If, as it is often posited, all of our characters are a piece of ourselves given life, then our conflicts are going to be sadly one-dimensional. I don't think there is enough variety in both personality and opinion within myself for me to flesh out a fully-living cast of characters for one novel, let alone upwards toward a hundred. Even if I begin taking cues from my friends and family (as it is also often posited) and start inserting them into my stories, that only deepens the cast and conflicts by as much as I know them. Even though I've grown up with my siblings and my parents and have been close friends with several people for many years, there is a lot that they do and think that I don't understand or know about. So if I just take what I see, it's not going to help too much.

However, if I find myself disagreeing with someone -- be they friend, family, politician, or internet video host -- and really try to understand their opinion and see it from their point of view, that can really help to deepen the conflict in my characters. It will not only help to strengthen my villains, making each one a believable person with understandable motivations instead of one of my mustache-twirling gentlemen from high school, it will also help to increase the tension between my heroes. After all, nothing ever stays calm on the home front, especially when there are people involved.

Thus far, I'm somewhat surprised to say, the villains in my stories have been somewhat lack-luster. I suppose I rebelled against my younger love and have been striving to make my heroes shine. However, I know that there are some truly impressive villains in my roster. I just haven't gotten around to writing them yet.

Hopefully the disagreements I have will continue to help me build them into fully-realized characters. Maybe I'll even be known as "that writer with awesome villains." That'd be fun.

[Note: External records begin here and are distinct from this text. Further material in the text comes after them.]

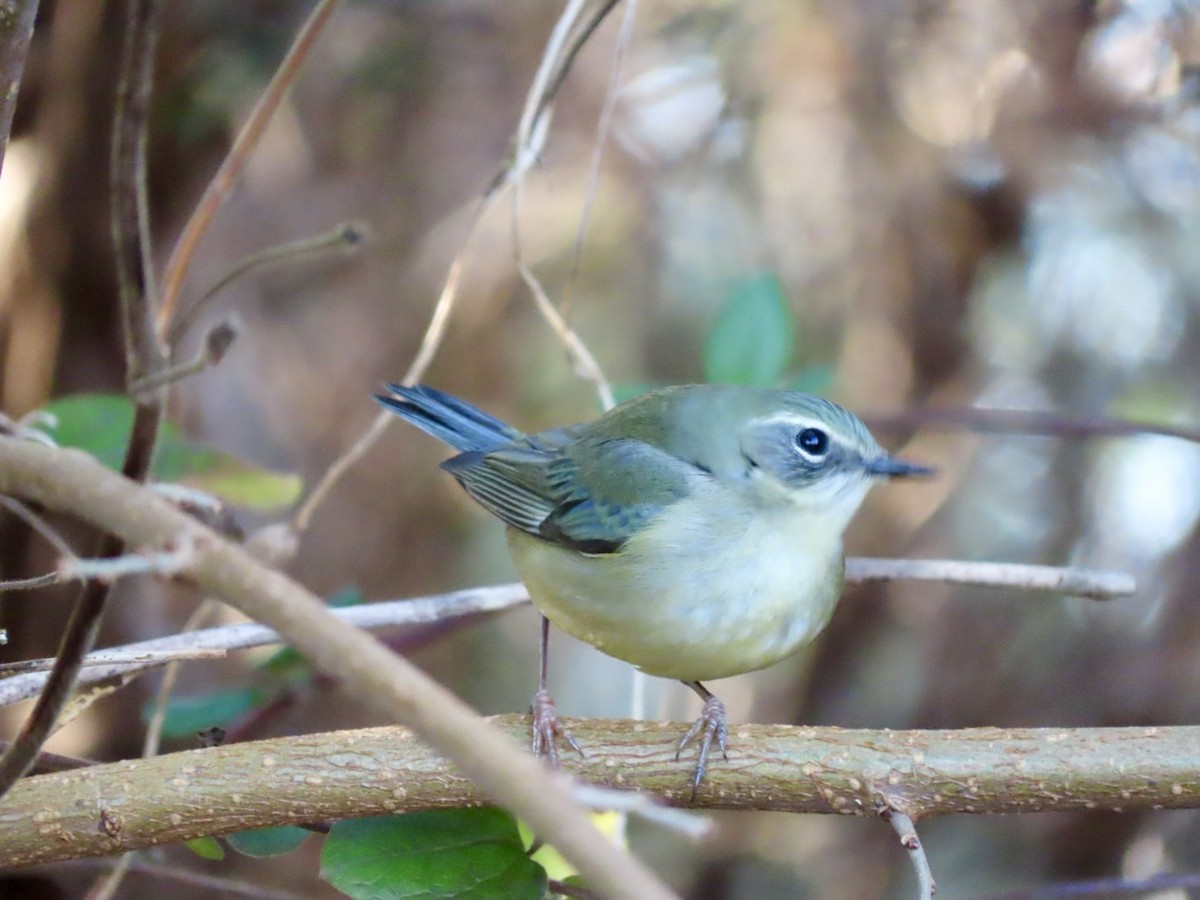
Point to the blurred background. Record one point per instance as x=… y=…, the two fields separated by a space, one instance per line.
x=966 y=203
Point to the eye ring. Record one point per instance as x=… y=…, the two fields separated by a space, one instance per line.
x=813 y=443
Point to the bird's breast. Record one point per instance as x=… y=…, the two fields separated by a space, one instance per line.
x=706 y=591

UPDATE: I have another new post over at The Vanishing Blog. It's the first in a series. You can check it out here.

1 comment:

  1. Like I told you on Skype, I don't entirely agree with your assertion that I don't like disagreeing with people. I don't mind it so long as it's a respectful disagreement. I don't get the idea the if I met Bob Chipman (MovieBob) he'd be especially nice about some of the things we disagree on. Maybe he puts on a bit of a character for his shows. I don't know. But he's fairly unapologetic about saying people who are skeptical of technology and progress are small-minded idiots.

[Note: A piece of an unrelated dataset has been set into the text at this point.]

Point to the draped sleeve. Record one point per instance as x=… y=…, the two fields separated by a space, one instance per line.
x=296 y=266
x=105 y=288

    I am probably less easy to disagree with than you. That's why we get along. ;)

    Seriously though, arguments, debates, and clash of ideas... this how you learn to make real people in your stories. It's a fantastic method to learn more about people. The more we are able to see each other as well-rounded human begins and less as caricatures and labels, the more we are able to show Christlike compassion to others. We can only love properly when we realize that the people we disagree with and have the tendency to dislike are people just like us. And we are certainly not without fault. In as much as our debates and discussions lead us to that attitude, they are wonderfully healthy exercises.